In this short post, we’ll build a modular ETL pipeline that transforms data with SQL and visualizes it with Python and R. This pipeline will be a fully scalable ETL pipeline in a cost-effective manner. It can be reproduced in some of your other projects. We’ll leverage an example dataset (StackExchange), see how to extract the data into a specific format, transform and clean it, and then load it into the database for downstream analysis like analyst reporting or ML predictions. If you’d like to go directly to a live example, you can check out the entire pipeline in the ETL template here. I’ll review some of the principles that are in this template, and provide a deeper look into how to achieve those.
The main concepts we’ll cover:
- Connect to any database via Python.
- Templating SQL tasks
- Parallelization – running queries in parallel with Ploomber
- Orchestration through DAGs
Architecture Diagram
We’ll first start by reviewing the overall architecture of our pipeline with the dataset to understand better how it’s built and what we can achieve with this demo pipeline.
Here we can see the pipeline; it starts by extracting our dataset using and storing it (this snippet’s source can be found at preprocess/download.py):
url = 'https://archive.org/download/stackexchange/arduino.stackexchange.com.7z' urllib.request.urlretrieve(url, product['zipped']) Path(product['extracted']).mkdir(exist_ok=True) Archive(product['zipped']).extractall(product['extracted'])
With Ploomber you can parameterize the paths and create dependencies on these paths. We can see how each output, like the extracted and zipped data, is saved back into the task’s path specified in the pipeline.yaml. Breaking this component into a modular piece allows us to develop faster. The next time the pipeline changes, we won’t have to rerun this task as its outputs are cached.
Extractions, Formating, and Aggregations
The next phase in our pipeline is to transform the raw data and aggregate it. We have configured the client once, through a get_client function (taken from the db.py):
def get_client(env): path = env.path.products_root / 'data.db' # create parent folders if they don't exist, otherwise sqlalchemy fails if not path.parent.exists(): path.parent.mkdir(exist_ok=True, parents=True) return SQLAlchemyClient(f'sqlite:///{path}')
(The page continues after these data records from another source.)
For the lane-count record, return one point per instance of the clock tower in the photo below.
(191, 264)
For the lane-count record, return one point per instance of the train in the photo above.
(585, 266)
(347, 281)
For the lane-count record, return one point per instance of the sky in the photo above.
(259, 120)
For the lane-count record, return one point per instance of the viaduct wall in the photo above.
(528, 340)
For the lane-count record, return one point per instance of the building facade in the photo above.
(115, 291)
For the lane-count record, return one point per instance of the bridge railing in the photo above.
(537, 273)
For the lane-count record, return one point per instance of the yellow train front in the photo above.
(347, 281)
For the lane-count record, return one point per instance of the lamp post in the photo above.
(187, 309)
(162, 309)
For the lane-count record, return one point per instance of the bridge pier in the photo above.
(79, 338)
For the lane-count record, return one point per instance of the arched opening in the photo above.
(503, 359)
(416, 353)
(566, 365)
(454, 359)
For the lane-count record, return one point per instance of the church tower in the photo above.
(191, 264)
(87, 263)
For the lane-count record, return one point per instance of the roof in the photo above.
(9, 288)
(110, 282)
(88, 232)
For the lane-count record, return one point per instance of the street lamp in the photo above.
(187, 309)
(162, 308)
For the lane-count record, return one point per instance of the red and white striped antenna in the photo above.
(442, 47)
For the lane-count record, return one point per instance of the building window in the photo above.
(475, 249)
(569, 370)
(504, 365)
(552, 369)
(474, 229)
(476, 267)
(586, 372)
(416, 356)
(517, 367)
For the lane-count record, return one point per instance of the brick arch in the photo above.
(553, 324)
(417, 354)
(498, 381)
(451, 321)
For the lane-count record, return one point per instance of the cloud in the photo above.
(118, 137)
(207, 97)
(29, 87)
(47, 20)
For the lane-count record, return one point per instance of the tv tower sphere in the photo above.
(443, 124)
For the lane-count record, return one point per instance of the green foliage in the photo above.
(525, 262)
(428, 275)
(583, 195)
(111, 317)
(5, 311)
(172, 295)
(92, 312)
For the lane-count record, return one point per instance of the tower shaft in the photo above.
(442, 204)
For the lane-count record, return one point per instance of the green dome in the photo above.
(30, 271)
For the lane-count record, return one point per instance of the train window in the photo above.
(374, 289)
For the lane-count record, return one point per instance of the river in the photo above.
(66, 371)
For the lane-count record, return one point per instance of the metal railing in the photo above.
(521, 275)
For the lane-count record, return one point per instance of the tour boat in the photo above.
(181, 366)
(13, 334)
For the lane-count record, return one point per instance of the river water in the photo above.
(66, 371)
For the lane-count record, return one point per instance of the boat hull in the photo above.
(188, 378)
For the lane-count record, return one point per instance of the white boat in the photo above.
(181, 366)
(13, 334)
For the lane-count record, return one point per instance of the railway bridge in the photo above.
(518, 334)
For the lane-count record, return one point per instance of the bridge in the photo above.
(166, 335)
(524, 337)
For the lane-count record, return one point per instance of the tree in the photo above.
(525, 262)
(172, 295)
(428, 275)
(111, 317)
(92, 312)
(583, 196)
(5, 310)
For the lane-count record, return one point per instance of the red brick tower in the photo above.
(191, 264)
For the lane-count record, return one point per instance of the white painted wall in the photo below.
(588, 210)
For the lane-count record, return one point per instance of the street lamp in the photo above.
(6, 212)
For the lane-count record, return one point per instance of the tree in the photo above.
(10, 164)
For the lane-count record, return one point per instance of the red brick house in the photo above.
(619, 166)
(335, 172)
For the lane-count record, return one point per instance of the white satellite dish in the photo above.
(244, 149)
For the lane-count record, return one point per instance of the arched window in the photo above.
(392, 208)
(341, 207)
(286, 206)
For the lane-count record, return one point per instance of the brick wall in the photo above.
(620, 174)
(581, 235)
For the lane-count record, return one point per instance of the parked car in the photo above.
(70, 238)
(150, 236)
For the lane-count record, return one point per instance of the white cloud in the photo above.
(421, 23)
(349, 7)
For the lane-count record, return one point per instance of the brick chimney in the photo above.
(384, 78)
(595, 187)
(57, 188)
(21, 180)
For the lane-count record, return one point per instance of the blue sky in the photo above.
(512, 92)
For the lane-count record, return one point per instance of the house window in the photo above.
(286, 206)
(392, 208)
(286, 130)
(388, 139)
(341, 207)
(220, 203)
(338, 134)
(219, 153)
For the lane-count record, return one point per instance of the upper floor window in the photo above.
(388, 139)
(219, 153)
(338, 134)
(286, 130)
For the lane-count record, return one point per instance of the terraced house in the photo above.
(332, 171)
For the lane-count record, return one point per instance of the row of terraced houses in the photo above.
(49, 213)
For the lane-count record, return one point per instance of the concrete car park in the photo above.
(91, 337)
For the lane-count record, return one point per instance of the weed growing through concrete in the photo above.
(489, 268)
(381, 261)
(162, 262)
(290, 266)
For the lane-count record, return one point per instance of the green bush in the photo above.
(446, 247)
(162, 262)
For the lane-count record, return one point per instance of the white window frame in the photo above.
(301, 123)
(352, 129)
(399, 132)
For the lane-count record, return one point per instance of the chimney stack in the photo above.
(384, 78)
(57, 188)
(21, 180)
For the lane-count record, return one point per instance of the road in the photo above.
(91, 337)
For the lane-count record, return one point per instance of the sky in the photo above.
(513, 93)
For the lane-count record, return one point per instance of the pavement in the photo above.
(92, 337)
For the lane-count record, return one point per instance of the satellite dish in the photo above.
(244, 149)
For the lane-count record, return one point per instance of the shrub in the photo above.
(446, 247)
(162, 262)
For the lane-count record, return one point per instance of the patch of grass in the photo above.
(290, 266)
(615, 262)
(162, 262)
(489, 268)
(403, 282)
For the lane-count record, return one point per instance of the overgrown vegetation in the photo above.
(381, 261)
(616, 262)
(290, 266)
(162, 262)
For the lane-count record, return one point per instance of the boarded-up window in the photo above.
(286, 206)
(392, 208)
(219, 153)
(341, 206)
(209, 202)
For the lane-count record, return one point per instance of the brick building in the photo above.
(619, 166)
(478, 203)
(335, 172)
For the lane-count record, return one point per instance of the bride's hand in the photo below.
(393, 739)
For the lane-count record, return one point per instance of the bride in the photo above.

I then created SQL queries that leverage this client each time (we can see it’s a local DB, but it depends on the use case and can connect to anything SQLAlchemy supports). This same client can be used or another one can be used for the aggregations. In this pipeline, I took the raw data and push it into 3 different tables: users, comments, and posts. We’ll talk in the next section about which template I’ve used and how does it work.
SQL As Templates
Another capability in Ploomber is that users can just write the SQL queries, declare the inputs/output file and Ploomber dumps the data into the correct location. This can be completely automated through templates so you can have 1 or many clients, multiple input or output tables and it allows you to focus on actually writing SQL and not dealing with the DB client, connection strings, or custom scripts that can’t be reused.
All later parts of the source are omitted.